Natalie Robichaud, la première à présenter lors de l’événement, a utilisé la grenouille comme exemple de réappropriation, qui ne fait pas l’unanimité, mais qui a trouvé de l’écho au fil des années. Comme plusieurs le savent déjà, l’histoire du terme «French Frog», lancé par des groupes non francophones pour discriminer et minorer les Acadiens, Canadiens français et Français, a eu toute une évolution. Si des personnes plus âgées associent ces deux mots à des expériences traumatisantes et à des mouvements militants, de nouvelles générations l’ont réapproprié, avec des images sur des t-shirts ou des symboles sur des logos pour des événements culturels, dont Frogstock

Robichaud a fait un pont entre l’expérience acadienne et franco-ontarienne avec les concerts de La Nuit sur l’étang, qui ont lieu annuellement depuis 1973, à Sudbury. Le premier événement était une nuit blanche, où l’on a célébré l’identité canadienne-française – devenue franco-ontarienne – en grand nombre. Pourquoi l’étang? Car il s’agit d’une référence à l’habitat des grenouilles. Le but était de se réapproprier un symbole qui, pour très longtemps, était utilisé pour faire honte. 

Je vais faire un autre pont avec une autre expérience : la mienne. Quand j’étais jeune, le mot qui me blessait le plus était un mot en F, mais pas celui lancé pour attaquer les francophones. C’était ce mot en anglais utilisé pour attaquer les personnes gaies. Il était lancé ici et là entre les jeunes de mon école et a laissé des cicatrices. 

Mais, au fil des années, en allant à la rencontre d’autres personnes queers, j’ai constaté que plusieurs se sont réapproprié le mot, pas parce que ça ne fait pas mal de l’entendre, mais parce qu’ils ne veulent plus qu’il serve d’arme.

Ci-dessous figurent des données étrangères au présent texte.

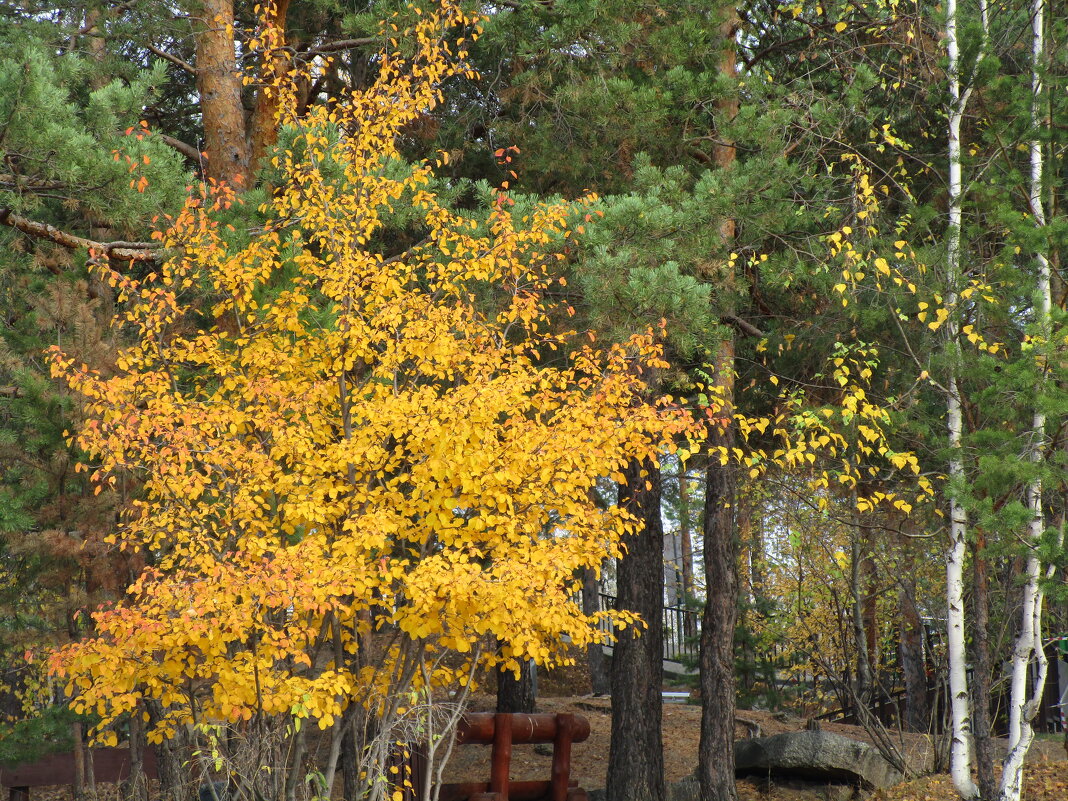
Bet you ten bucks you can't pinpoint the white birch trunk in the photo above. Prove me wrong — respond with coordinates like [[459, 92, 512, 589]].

Ils ne veulent pas non plus – et c’est l’élément le plus important, selon moi – laisser leurs détracteurs prendre le contrôle de leurs récits. 

Réapproprier : reprendre pour soi-même, s’approprier ce qui a été aliéné. C’est un choix controversé, mais pour certains, c’est une nécessité afin de guérir, de faire la paix avec sa différence et d’aimer ce qui a été aliéné. 

Je fais ce pont lors du Mois de la Fierté parce que je pense que, maintenant plus que jamais, on a besoin de penser à l’acceptation de manière plurielle. Il y a une montée de la transphobie et de l’homophobie inquiétante sur notre continent, mais aussi une montée de l’extrême droite, qui a le potentiel de toucher n’importe quel membre issu d’un groupe minoritaire, car lorsqu’on persécute une minorité, on cible avant tout la différence. 

Je pense qu’il faut vraiment arrêter de voir nos luttes comme des expériences qui existent en vase clos. La seule manière d’humaniser un groupe est d’humaniser tous les groupes qui font face à la discrimination, puisque c’est, dans la grande majorité des cas, tout interconnecté. Pour y arriver, on peut commencer par connaitre et comprendre leur histoire, leurs appropriations et leurs réappropriations. 

Les injures sont très puissantes. Or, même si un mot peut me faire du mal, il ne peut pas me définir sans ma permission. Il ne peut pas non plus être au cœur de mon identité. Il peut aussi être un outil pour faire savoir aux autres qui ne seront pas les raconteurs de mon histoire. 

French Power, Black Power, Queer Power. Ça revient toujours à l’autonomisation (empowerment). Ne laissons pas la peur d’autrui changer l’amour qu’on a envers soi-même, réappropriation ou non.